The American Session Beer Column is a collaborative effort with Lew Bryson’s The Session Beer Project™, and aims to seek out the finest lower-alcohol brews from the West Coast and beyond. For these purposes, we consider a U.S. ‘session beer’ as being 4.5% ABV or less, flavorful enough to be interesting, balanced enough for multiple pints, conducive to conversation, and reasonably priced. Lew also puts it another way: “low-alcohol, but not low-taste.” These beers can be complex, effortlessly satisfying, indelible, and elusive.
Desperately Seeking Session Beer? More like desperately seeking a better title, sinuses that don’t feel like they’re about to explode, and a blissful reprieve from the seemingly endless task of moving. Finally… We’re alive, living in downtown Santa Rosa (hurray!), and still seeking out the best in American craft beer.
I think the new title better gets to the heart of things.
Over the last couple months, I’ve managed to scrounge up more than a few new session beers, but not enough time to write about them. I’ll be making up for this in the weeks ahead. Meanwhile, Lew’s been covering plenty of new ground over at The Session Beer Project™, including updates on Notch‘s all-session beer project, session cocktails, and a whole bunch else. Lew is and remains the key voice of American session beer, and I’m happy to do my part from this coast.
Which leads me to a beer I’ve been looking forward to trying since it was first announced about six months back. Stone Brewing Co., the poster child of brash marketing and unapologetically hoppy brewing, already makes one enjoyable session beer in their Levitation Ale, a 4.4% amber ale with 45 IBUs that’s dry-hopped with Amarillo. For many folks, this is also one of the most high-profile and readily available American session beers out there. Well, Stone has been organizing an annual AHA Homebrewing Competition in which the winner gets to have their beers brewed by Stone and another commercial brewery. Last year, Ken Schmidt won with an imperial porter, teaming up with both Stone and Maui Brewing Company. This year, the winning beer was about half that size.
Let’s back that train up for a second. AHA Homebrewing Competition on March 13th. 23 entries.
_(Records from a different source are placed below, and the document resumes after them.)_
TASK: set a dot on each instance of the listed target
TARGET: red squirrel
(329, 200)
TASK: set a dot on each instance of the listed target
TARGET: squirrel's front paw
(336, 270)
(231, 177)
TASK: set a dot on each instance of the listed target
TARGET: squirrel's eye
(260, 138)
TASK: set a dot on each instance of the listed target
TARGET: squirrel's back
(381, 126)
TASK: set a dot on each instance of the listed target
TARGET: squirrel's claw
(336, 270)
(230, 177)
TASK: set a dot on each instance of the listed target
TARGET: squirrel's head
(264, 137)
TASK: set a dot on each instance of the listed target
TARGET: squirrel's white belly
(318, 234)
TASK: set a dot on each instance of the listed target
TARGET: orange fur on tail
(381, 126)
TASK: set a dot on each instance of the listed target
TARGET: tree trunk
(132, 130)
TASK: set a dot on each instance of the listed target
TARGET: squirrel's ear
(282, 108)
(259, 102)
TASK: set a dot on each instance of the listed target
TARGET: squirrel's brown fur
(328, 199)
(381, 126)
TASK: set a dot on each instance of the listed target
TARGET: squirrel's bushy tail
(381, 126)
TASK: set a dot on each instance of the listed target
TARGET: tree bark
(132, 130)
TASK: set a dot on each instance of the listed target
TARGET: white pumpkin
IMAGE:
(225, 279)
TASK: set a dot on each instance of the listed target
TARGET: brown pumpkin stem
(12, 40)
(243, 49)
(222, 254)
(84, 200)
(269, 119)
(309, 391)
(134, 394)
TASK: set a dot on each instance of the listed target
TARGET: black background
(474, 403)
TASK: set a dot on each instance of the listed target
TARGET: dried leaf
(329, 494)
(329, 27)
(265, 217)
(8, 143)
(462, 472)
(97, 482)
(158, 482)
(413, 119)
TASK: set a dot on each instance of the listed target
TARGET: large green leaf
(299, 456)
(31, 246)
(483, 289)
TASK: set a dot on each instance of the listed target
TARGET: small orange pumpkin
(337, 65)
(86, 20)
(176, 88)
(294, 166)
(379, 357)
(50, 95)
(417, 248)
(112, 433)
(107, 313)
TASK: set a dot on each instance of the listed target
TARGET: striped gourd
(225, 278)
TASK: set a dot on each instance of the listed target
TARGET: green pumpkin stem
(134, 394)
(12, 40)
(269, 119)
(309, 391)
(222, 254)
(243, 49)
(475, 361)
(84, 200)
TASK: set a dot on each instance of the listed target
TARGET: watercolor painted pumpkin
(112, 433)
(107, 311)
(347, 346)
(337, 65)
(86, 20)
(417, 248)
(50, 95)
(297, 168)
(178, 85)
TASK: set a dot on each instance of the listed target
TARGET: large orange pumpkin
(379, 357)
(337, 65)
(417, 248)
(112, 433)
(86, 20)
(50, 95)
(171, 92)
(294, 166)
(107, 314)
The winner? A “West Coast Bitter” XPA (Extra Pale Ale) clocking in at 4.3%. As someone who regularly berates the American palate for tending towards sweetness and obviousness, I find this incredibly (1) surprising and (2) heartening. But ultimately, it speaks volumes about Kelsey McNair’s brewing.
For the commercial brew, Kelsey and Stone pulled in Ballast Point Brewing Co., whose 3.5% Even Keel served as inspiration for the winning entry, the hop bill of which included Warrior, Columbus, Citra, Simcoe, Amarillo, and Chinook hops.
San Diego County Session Ale pours a bright, high-clarity, golden-yellow color approaching an orange hue, with an off-white head and lacing that sticks. The aroma, for me, was the highlight of highlights, showcasing a ton of piney, citrusy, and grassy hop character, suggesting generous dry hopping (which pulls off those aromatics without bringing the bitterness). There’s just the slightest touch of excessive lightness in the mouth (similar in heft to the Levitation Ale above); that’s the closest thing I can find to a detraction; lots of grassy and citrusy and floral hop flavors just pop here, in a way that certainly points back to English bitters and their high-sulfate brewing water. Zesty, non-astringent, and blessedly dry, this generous beer carries a whole lot of hops in a very delicate package.
(It says something when a good friend who generally doesn’t care for Stone products messages you about how solid their latest release is. When I told him that it was originally a homebrew, he felt much better about the whole thing.)
The only thing that really keeps this from being a model session beer is, well, the price. At least in bottles. Unless I’m mistaken, retailers are generally selling these as singles and around $4 each, which means a $24 sixer. Maybe once I’m rich and famous and blowing my nose in gold-plated tissues… Maybe. Until that day, look for it on draft and cross your fingers for six-packs to appear.